On the writers’ strike and who pays when words stop moving
A strike doesn’t freeze a city. It changes which rooms are loud. Pickets make noise at the gates. Inside, rooms that used to buzz with jokes and fixes go quiet. Notes don’t land. Pages don’t turn. Meetings become calendar entries that sit there like uncashed checks.
The press will talk about studios and streamers, about negotiations and frameworks. That matters. But the first bill lands on people who don’t have a PR shop. Assistants whose hours decide their health insurance. Staff writers who finally got a chair and now have to prove they can afford to keep it empty. Craft services that bought perishables on Friday because Monday is usually a sure thing. The rent isn’t on strike. Neither is childcare.
Executives call it leverage. On the sidewalk it’s math. How many days can you float the gap. What’s the burn rate on groceries when the tip shifts to the other pocket. Which bill can wait without turning into a fee that compounds into a mistake you’ll read as a character flaw later. A showrunner might have a cushion. A room of entry-level writers has receipts and a clock.

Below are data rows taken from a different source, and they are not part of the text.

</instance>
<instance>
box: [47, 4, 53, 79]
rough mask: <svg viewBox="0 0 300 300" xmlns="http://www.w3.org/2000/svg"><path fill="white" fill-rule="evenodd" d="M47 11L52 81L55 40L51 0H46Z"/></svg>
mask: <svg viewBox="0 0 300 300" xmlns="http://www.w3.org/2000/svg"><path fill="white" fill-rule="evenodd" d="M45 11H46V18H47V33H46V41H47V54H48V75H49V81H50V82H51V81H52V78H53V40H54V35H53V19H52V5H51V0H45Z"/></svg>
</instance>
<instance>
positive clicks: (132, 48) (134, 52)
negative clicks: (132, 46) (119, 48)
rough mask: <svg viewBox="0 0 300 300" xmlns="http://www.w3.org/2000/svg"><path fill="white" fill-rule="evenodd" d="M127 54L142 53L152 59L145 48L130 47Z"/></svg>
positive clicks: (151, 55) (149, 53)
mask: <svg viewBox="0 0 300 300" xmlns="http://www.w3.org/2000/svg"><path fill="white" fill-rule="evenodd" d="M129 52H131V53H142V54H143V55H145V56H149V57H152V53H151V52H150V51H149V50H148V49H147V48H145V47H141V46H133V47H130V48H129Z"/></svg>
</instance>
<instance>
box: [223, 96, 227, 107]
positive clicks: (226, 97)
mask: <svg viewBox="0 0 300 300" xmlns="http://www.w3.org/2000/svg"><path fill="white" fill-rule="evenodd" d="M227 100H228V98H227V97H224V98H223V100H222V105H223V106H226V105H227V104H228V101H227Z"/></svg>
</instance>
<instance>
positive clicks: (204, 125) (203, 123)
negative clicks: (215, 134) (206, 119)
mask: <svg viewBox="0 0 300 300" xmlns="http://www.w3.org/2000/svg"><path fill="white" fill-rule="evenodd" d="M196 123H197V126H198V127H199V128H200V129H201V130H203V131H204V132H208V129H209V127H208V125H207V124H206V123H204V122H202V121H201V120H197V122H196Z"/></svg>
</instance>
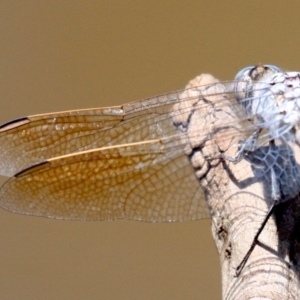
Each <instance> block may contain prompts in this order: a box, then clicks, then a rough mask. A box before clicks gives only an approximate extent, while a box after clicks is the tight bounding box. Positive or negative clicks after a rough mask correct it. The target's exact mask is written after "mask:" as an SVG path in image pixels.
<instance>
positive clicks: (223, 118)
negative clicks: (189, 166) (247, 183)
mask: <svg viewBox="0 0 300 300" xmlns="http://www.w3.org/2000/svg"><path fill="white" fill-rule="evenodd" d="M209 81H211V82H212V83H213V82H215V79H214V78H213V77H212V76H210V75H206V74H203V75H200V76H198V77H197V78H196V79H195V80H194V82H190V86H193V85H195V86H196V85H201V84H203V83H208V82H209ZM221 97H222V95H218V96H215V97H212V96H210V97H209V99H204V98H205V94H204V95H203V99H204V100H205V101H206V103H210V105H211V108H212V109H211V112H212V113H211V114H209V115H208V114H207V112H202V111H201V109H199V110H197V105H198V104H197V103H195V101H194V102H193V104H192V105H191V107H193V113H192V115H189V116H187V115H180V114H178V115H177V116H176V115H175V119H176V124H185V126H182V127H184V128H187V129H186V130H185V131H184V133H185V135H184V137H183V139H185V141H184V142H186V143H187V147H186V154H187V155H188V157H189V159H190V160H191V163H192V164H193V165H194V168H195V171H196V176H197V177H198V179H199V181H200V183H201V185H202V186H203V188H204V190H205V194H206V199H207V204H208V206H209V209H210V211H211V216H212V233H213V238H214V240H215V243H216V246H217V249H218V252H219V256H220V263H221V272H222V290H223V299H230V300H234V299H237V300H240V299H274V300H277V299H278V300H279V299H280V300H281V299H299V295H300V285H299V268H298V267H297V262H296V264H293V265H292V266H291V264H290V263H289V258H288V255H286V254H285V255H284V253H288V252H289V251H284V250H282V248H284V247H285V245H280V242H279V239H278V233H277V227H276V224H275V219H274V217H270V218H266V215H267V213H268V211H269V213H270V215H271V213H272V209H270V208H271V207H272V205H273V204H274V198H273V199H272V192H273V191H272V186H271V184H270V182H269V180H270V178H269V177H262V178H260V180H257V179H256V178H255V176H254V174H253V169H252V168H251V164H250V163H249V162H248V161H247V160H245V159H242V160H241V161H240V162H239V163H237V164H234V163H230V162H225V164H226V165H227V167H228V168H229V169H230V172H231V173H232V174H233V176H234V177H235V178H236V180H237V182H238V183H239V184H237V183H236V182H234V181H233V180H232V176H229V174H228V172H227V170H226V168H224V160H223V163H222V158H221V156H222V155H221V153H220V149H221V151H222V152H223V153H224V154H225V155H227V156H229V157H235V155H236V153H237V151H238V145H239V141H238V140H234V138H235V136H237V137H240V136H241V135H240V129H242V128H227V129H225V130H226V134H224V131H223V132H222V130H221V131H218V130H214V129H216V128H217V127H222V121H223V122H224V120H226V124H228V123H229V121H230V118H231V119H232V124H235V122H236V119H235V118H236V116H235V113H234V112H233V111H231V108H230V106H231V104H232V103H233V101H235V100H234V99H227V100H224V99H223V101H222V106H221V107H218V105H219V104H220V100H221ZM201 101H203V100H201V99H199V101H198V102H199V107H201ZM224 101H228V105H225V106H224ZM184 105H185V107H184V108H185V109H186V108H187V106H188V104H187V103H185V104H184ZM176 109H178V107H176ZM179 109H180V108H179ZM207 111H208V110H207ZM208 122H210V124H214V129H212V128H209V129H207V130H208V132H207V138H205V134H204V135H203V132H202V134H201V135H200V137H201V138H200V139H202V140H198V141H195V139H196V138H195V135H191V137H189V133H190V132H191V133H193V132H195V130H197V129H203V128H208V126H207V125H206V124H208ZM241 126H242V124H241ZM179 128H180V126H179ZM212 131H213V132H214V134H213V135H212ZM229 135H230V136H232V140H229V139H228V138H224V137H228V136H229ZM212 136H213V137H212ZM209 137H210V138H212V139H213V142H210V143H208V142H206V141H207V140H208V139H209ZM195 145H196V146H195ZM269 175H270V174H268V176H269ZM251 177H252V178H251ZM253 177H254V178H253ZM247 183H249V184H247ZM265 218H266V219H265ZM264 219H265V220H266V225H265V227H264V229H263V230H262V232H257V231H258V229H259V228H260V227H261V224H262V222H263V221H264ZM255 235H257V236H258V235H259V244H258V245H257V244H256V243H255V245H256V246H255V247H253V248H254V249H253V252H252V253H251V255H250V256H249V258H248V257H247V258H248V259H247V262H246V264H245V266H243V267H244V268H243V270H241V274H240V275H239V276H238V277H237V276H236V268H237V267H238V266H239V264H240V263H241V261H243V258H244V257H245V255H246V254H247V252H248V251H249V249H250V247H251V244H252V242H253V239H254V237H255ZM286 246H288V245H286ZM279 248H281V254H280V253H279V250H278V249H279ZM251 251H252V249H251ZM282 253H283V254H282Z"/></svg>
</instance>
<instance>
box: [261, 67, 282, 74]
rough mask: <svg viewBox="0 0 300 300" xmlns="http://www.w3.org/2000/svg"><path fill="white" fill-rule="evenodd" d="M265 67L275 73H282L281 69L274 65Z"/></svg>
mask: <svg viewBox="0 0 300 300" xmlns="http://www.w3.org/2000/svg"><path fill="white" fill-rule="evenodd" d="M264 67H265V68H269V69H271V70H272V71H274V73H278V72H282V70H281V69H280V68H278V67H277V66H274V65H264Z"/></svg>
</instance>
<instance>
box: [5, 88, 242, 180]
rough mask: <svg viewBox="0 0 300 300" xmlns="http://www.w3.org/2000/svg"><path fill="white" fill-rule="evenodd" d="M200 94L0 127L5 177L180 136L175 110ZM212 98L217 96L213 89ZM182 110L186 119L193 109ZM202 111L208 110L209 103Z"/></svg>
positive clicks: (54, 113)
mask: <svg viewBox="0 0 300 300" xmlns="http://www.w3.org/2000/svg"><path fill="white" fill-rule="evenodd" d="M198 88H199V89H200V87H198ZM201 89H205V86H201ZM195 90H197V87H195V86H194V87H193V88H192V89H191V90H190V91H191V92H190V94H189V90H188V89H185V90H180V91H176V92H173V93H168V94H164V95H160V96H157V97H153V98H149V99H144V100H141V101H137V102H132V103H128V104H125V105H122V106H115V107H108V108H96V109H84V110H74V111H66V112H59V113H52V114H44V115H34V116H29V117H26V118H22V119H18V120H16V121H13V122H9V123H7V124H4V125H2V126H0V145H1V151H0V172H1V174H2V175H6V176H13V175H14V174H15V173H17V172H18V171H20V170H22V169H24V168H25V167H28V166H30V165H33V164H36V163H39V162H41V161H43V160H47V159H49V158H51V157H56V156H62V155H66V154H70V153H75V152H80V151H85V150H89V149H96V148H101V147H109V146H113V145H120V144H127V143H135V142H140V141H147V140H153V139H160V138H164V137H168V136H174V135H176V130H175V128H174V126H173V121H172V116H171V112H172V107H173V106H174V104H176V103H178V102H181V103H182V102H183V103H184V102H187V103H188V102H189V101H190V99H191V98H195V97H199V96H200V95H201V93H199V91H198V92H197V93H196V94H197V96H195ZM183 92H184V93H183ZM210 93H211V94H212V95H214V94H215V91H214V89H213V88H211V85H210ZM207 97H208V98H209V95H207ZM220 101H221V100H220ZM232 105H237V103H236V102H235V101H234V102H233V104H232ZM182 107H184V105H181V111H180V113H181V114H184V113H186V112H188V111H189V110H190V109H191V107H187V108H186V109H183V108H182ZM198 109H203V110H204V111H205V104H203V105H202V106H201V107H198ZM224 122H225V123H226V120H224ZM207 126H211V124H208V125H207ZM203 130H205V128H202V129H201V130H199V131H198V132H197V135H199V134H201V132H202V131H203Z"/></svg>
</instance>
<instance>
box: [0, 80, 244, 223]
mask: <svg viewBox="0 0 300 300" xmlns="http://www.w3.org/2000/svg"><path fill="white" fill-rule="evenodd" d="M200 77H201V76H200ZM200 77H199V78H200ZM194 82H196V84H194V83H193V84H190V86H188V87H187V89H185V90H181V91H177V92H173V93H169V94H165V95H161V96H157V97H154V98H149V99H145V100H141V101H137V102H132V103H129V104H125V105H123V106H120V107H111V108H99V109H88V110H78V111H68V112H60V113H53V114H45V115H36V116H30V117H26V118H22V119H19V120H15V121H12V122H9V123H6V124H4V125H2V126H1V127H0V149H1V151H0V170H1V173H2V174H4V175H8V176H13V175H14V174H16V175H14V176H13V177H12V178H11V179H9V180H8V181H7V182H6V183H5V184H4V186H3V187H2V188H1V190H0V205H1V207H3V208H4V209H7V210H9V211H13V212H17V213H22V214H30V215H37V216H45V217H52V218H59V219H68V220H112V219H118V218H128V219H134V220H142V221H150V222H163V221H165V222H167V221H183V220H195V219H200V218H206V217H209V213H208V210H207V207H206V204H205V201H204V195H203V191H202V188H201V186H200V182H199V180H198V179H197V177H196V175H195V172H194V171H195V170H194V169H193V167H192V165H191V163H190V161H189V159H188V157H187V156H186V154H188V152H189V151H190V150H188V149H191V147H197V145H199V143H200V144H201V143H204V144H205V145H206V146H208V145H209V144H211V145H212V146H215V142H214V140H213V138H212V137H213V135H214V132H216V131H215V129H216V128H214V127H215V126H217V125H215V124H213V123H212V121H211V120H212V118H211V116H212V114H215V112H216V110H215V109H214V105H215V104H217V102H218V109H220V108H221V107H222V105H224V107H225V108H227V107H228V105H232V106H233V107H239V105H238V104H237V103H236V101H235V99H234V97H233V98H232V99H233V101H232V102H228V99H229V98H230V96H231V95H232V93H231V94H230V93H227V92H226V91H225V90H226V89H224V85H222V88H220V85H219V84H218V83H217V82H216V81H215V82H213V83H210V84H209V85H208V86H199V85H197V83H198V81H197V80H196V81H194ZM214 85H215V87H216V88H214ZM203 97H204V98H203ZM225 98H226V99H227V101H224V102H223V100H224V99H225ZM212 99H214V103H215V104H213V105H212V104H211V103H210V104H209V105H208V103H209V102H210V101H211V100H212ZM223 103H224V104H223ZM196 104H197V105H196ZM195 105H196V106H195ZM195 109H197V110H199V111H200V112H201V113H200V114H199V117H200V118H202V121H201V122H199V126H200V127H199V126H195V127H193V129H192V130H191V128H189V134H188V136H187V135H186V134H185V129H186V128H187V124H185V123H182V121H180V120H181V119H185V120H186V122H188V119H189V115H191V114H194V112H195ZM181 116H182V117H184V118H181ZM232 120H233V119H232V118H229V119H228V120H227V119H226V118H225V119H222V120H221V121H222V122H221V123H222V126H223V127H224V128H227V127H232V126H234V125H235V124H232ZM239 121H240V120H239V119H236V122H239ZM200 124H201V125H200ZM174 125H175V126H174ZM194 125H196V124H194ZM218 126H219V125H218ZM179 128H180V129H179ZM226 135H227V133H226V131H224V133H223V139H224V140H230V139H231V138H232V136H231V134H229V133H228V136H226ZM199 141H200V142H199ZM187 144H189V147H187ZM89 149H91V150H89ZM216 151H217V150H216ZM199 163H201V160H200V161H199ZM24 168H25V169H24ZM195 168H198V166H196V167H195ZM22 170H23V171H22Z"/></svg>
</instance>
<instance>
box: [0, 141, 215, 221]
mask: <svg viewBox="0 0 300 300" xmlns="http://www.w3.org/2000/svg"><path fill="white" fill-rule="evenodd" d="M171 150H172V151H171ZM0 203H1V206H2V207H3V208H4V209H6V210H9V211H13V212H16V213H22V214H28V215H36V216H44V217H50V218H57V219H66V220H113V219H122V218H126V219H132V220H140V221H149V222H170V221H185V220H195V219H200V218H206V217H209V213H208V209H207V207H206V203H205V201H204V195H203V191H202V188H201V186H200V183H199V181H198V180H197V179H196V177H195V175H194V172H193V168H192V166H191V164H190V162H189V161H188V158H187V157H186V156H185V155H184V154H183V147H182V146H181V145H179V144H178V142H174V140H173V139H161V140H152V141H150V142H142V143H133V144H127V145H121V146H117V147H108V148H102V149H96V150H91V151H85V152H81V153H78V154H73V155H66V156H61V157H58V158H54V159H49V160H48V161H46V162H44V163H41V164H38V165H36V166H32V167H29V168H28V169H26V170H24V171H22V172H19V173H18V174H16V175H15V176H14V177H12V178H10V179H9V180H8V181H7V182H6V183H5V184H4V186H3V187H2V189H1V190H0Z"/></svg>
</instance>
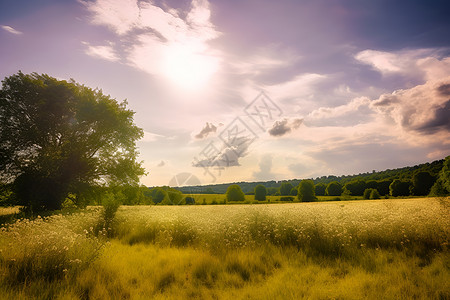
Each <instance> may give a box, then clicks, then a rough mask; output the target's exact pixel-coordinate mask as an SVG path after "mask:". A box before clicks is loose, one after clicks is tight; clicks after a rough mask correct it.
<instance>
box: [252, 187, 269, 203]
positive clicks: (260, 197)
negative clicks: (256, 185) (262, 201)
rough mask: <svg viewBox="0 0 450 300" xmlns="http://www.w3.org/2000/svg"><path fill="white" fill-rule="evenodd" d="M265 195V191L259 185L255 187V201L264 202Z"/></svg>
mask: <svg viewBox="0 0 450 300" xmlns="http://www.w3.org/2000/svg"><path fill="white" fill-rule="evenodd" d="M266 195H267V189H266V187H265V186H263V185H262V184H259V185H257V186H256V187H255V200H258V201H265V200H266Z"/></svg>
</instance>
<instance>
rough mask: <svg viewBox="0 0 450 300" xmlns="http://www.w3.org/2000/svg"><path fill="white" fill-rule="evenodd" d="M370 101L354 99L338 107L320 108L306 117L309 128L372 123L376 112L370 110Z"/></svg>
mask: <svg viewBox="0 0 450 300" xmlns="http://www.w3.org/2000/svg"><path fill="white" fill-rule="evenodd" d="M370 102H371V101H370V99H369V98H366V97H359V98H354V99H352V100H351V101H350V102H348V103H346V104H344V105H339V106H336V107H320V108H318V109H315V110H313V111H312V112H310V113H309V114H308V115H307V116H306V117H305V125H307V126H344V127H345V126H354V125H356V124H360V123H366V122H369V121H371V116H372V115H373V114H374V112H373V111H372V110H371V109H370V108H369V104H370Z"/></svg>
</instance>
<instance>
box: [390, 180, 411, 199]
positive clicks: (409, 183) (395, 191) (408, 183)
mask: <svg viewBox="0 0 450 300" xmlns="http://www.w3.org/2000/svg"><path fill="white" fill-rule="evenodd" d="M410 186H411V182H410V181H401V180H399V179H395V180H394V181H392V183H391V185H390V186H389V193H390V194H391V196H393V197H398V196H409V187H410Z"/></svg>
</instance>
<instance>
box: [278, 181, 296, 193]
mask: <svg viewBox="0 0 450 300" xmlns="http://www.w3.org/2000/svg"><path fill="white" fill-rule="evenodd" d="M293 188H294V187H293V186H292V184H291V183H290V182H283V183H282V184H281V186H280V195H281V196H289V195H290V193H291V190H292V189H293Z"/></svg>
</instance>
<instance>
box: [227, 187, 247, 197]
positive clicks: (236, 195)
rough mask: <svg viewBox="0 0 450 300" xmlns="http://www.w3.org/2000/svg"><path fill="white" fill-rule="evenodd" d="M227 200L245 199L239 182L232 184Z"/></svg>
mask: <svg viewBox="0 0 450 300" xmlns="http://www.w3.org/2000/svg"><path fill="white" fill-rule="evenodd" d="M226 196H227V201H244V200H245V194H244V192H243V191H242V189H241V187H240V186H238V185H237V184H232V185H230V186H229V187H228V189H227V193H226Z"/></svg>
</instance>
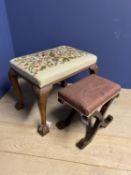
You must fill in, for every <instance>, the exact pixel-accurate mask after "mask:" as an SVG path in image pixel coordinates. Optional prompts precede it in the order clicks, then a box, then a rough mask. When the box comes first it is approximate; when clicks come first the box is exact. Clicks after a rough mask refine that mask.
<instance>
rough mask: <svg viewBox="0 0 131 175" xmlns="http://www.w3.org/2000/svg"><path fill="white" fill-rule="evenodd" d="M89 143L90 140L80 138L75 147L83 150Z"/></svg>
mask: <svg viewBox="0 0 131 175" xmlns="http://www.w3.org/2000/svg"><path fill="white" fill-rule="evenodd" d="M90 141H91V140H87V139H85V138H82V139H81V140H80V141H79V142H78V143H76V146H77V147H78V148H79V149H84V148H85V147H86V146H87V145H88V144H89V143H90Z"/></svg>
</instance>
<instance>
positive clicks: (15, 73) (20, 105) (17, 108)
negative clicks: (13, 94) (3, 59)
mask: <svg viewBox="0 0 131 175" xmlns="http://www.w3.org/2000/svg"><path fill="white" fill-rule="evenodd" d="M9 79H10V81H11V84H12V86H13V88H14V91H15V94H16V96H17V99H18V101H17V103H16V104H15V108H16V109H17V110H20V109H22V108H24V99H23V95H22V91H21V88H20V85H19V82H18V74H17V72H15V71H14V70H13V69H12V68H10V70H9Z"/></svg>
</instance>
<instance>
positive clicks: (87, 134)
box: [76, 112, 103, 149]
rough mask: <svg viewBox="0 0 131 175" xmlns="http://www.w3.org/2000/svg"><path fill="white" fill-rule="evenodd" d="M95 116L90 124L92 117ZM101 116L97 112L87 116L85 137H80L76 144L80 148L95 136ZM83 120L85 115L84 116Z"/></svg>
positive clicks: (86, 143)
mask: <svg viewBox="0 0 131 175" xmlns="http://www.w3.org/2000/svg"><path fill="white" fill-rule="evenodd" d="M93 118H95V122H94V123H93V124H92V119H93ZM102 119H103V116H102V115H101V114H100V113H99V112H96V113H95V114H94V115H92V116H90V117H89V118H87V120H86V121H85V123H86V134H85V137H84V138H82V139H81V140H80V141H79V142H78V143H77V144H76V146H77V147H78V148H80V149H83V148H85V147H86V146H87V145H88V144H89V143H90V142H91V141H92V139H93V137H94V136H95V134H96V132H97V131H98V129H99V128H100V125H101V122H102ZM84 120H85V117H84Z"/></svg>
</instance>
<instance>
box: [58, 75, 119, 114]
mask: <svg viewBox="0 0 131 175" xmlns="http://www.w3.org/2000/svg"><path fill="white" fill-rule="evenodd" d="M120 89H121V87H120V85H119V84H117V83H114V82H112V81H110V80H107V79H105V78H102V77H100V76H98V75H94V74H93V75H90V76H88V77H86V78H84V79H82V80H80V81H78V82H76V83H74V84H73V85H70V86H67V87H66V88H64V89H62V90H61V91H59V93H58V97H59V99H61V100H63V101H65V102H67V103H68V104H70V105H71V106H72V107H74V108H75V109H77V110H78V111H79V112H81V113H82V114H83V115H86V116H88V115H89V114H90V113H92V112H93V111H94V110H96V109H97V108H98V107H99V106H101V105H103V104H104V103H106V102H107V101H108V100H110V99H111V98H112V97H113V96H115V95H116V94H117V93H118V92H119V91H120Z"/></svg>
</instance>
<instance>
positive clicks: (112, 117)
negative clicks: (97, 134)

There’s a habit in this country of narrating labor as theater. As if both sides are actors in a story about ideals. I don’t have the appetite for that. The people holding signs want specific lines in a contract—pay that tracks revenue, minimums that reflect how short seasons and mini-rooms collapse an income, guardrails around the idea that a machine can do the messy middle and a human can be paid for the credit. You don’t have to agree with every demand to recognize it as concrete, not poetry.
The thing about quiet rooms is the rest of the block hears them. Coffee shops that staff up when shows are staffed downshift. Dry cleaners stop seeing the regular Thursday pile. Security guards pace longer loops. A strike is not just a principle. It’s a pause that shows you how many small businesses are tied to calendars you never see on TV.
If you’re not in the business, here’s the useful part: treat strikes like weather. Check on people who just lost their forecast. Pay for what you can afford to pay for without strings. Don’t ask for free work “to stay sharp.” And if you think the work is easy because you only see the finished episode, sit in a room for a week and try to break a story without breaking the people. The silence buys clarity. Use it.